France Extends State of Emergency

Lisa Bryant

The French government has approved a bill extending the country's state of emergency for three more months, despite signs riots that have swept the country are now subsiding.

Ministers from France's center-right government meeting Monday morning decided to extend the state of emergency for 90 more days, starting November 21 - when the temporary state of emergency announced last week is set to expire. The decree would allow French regions and towns to declare curfews to help end more than two weeks of rioting that has roiled the country since October 27. It must still be approved by the country's majority center-right parliament.

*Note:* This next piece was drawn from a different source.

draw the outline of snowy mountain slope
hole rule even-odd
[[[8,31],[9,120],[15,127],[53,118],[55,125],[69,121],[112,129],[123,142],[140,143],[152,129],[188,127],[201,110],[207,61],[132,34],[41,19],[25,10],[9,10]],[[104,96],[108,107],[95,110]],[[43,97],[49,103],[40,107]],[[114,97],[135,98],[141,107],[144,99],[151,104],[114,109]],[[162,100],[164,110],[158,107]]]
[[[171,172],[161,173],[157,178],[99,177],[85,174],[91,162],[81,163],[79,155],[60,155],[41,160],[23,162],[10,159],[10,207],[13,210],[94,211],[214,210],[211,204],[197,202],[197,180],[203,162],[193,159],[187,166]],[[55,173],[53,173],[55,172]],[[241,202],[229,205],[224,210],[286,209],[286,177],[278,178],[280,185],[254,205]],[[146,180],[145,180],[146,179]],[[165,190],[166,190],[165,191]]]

The riots were sparked by the accidental deaths by electrocution of two ethnic immigrant youths who were apparently hiding from police. It has sparked soul searching about the country's effectiveness in integrating millions of second-and third-generation immigrants, particularly those from North and West Africa.

The violence has abated since the state of emergency was declared last week.

French police announced that only 284 vehicles had been torched overnight Sunday, compared to 374 the night before - and a peak of more than 1,000 vehicles burned in a single night just a week ago.

The 50-year-old law, first enacted during Algeria's war of independence from France, has sparked protests on the part of human rights groups and other critics. But some analysts, like Steven Ekovich, a French politics professor at the American University of Paris, say the government has little choice but to mix tough measures to stop the violence with long-term effort to find solutions for its causes.

"There are several levels to the current crisis, one of them immediate - something has to be done. And nearly all the french agree - something has to be done to stop the violence, to stop the rampaging. To stop a race riot - because this is a race riot," he said.

At the same time, Mr. Ekovich says, there is consensus that the government must address long-term issues like unemployment, alienation, the difficulty of integrating second-and third-immigrant youths that has helped fuel the recent wave of unrest.

French President Jacques Chirac is due to appear on television Monday night to talk about the violence, in his first formal address to the nation since the riots began late last month.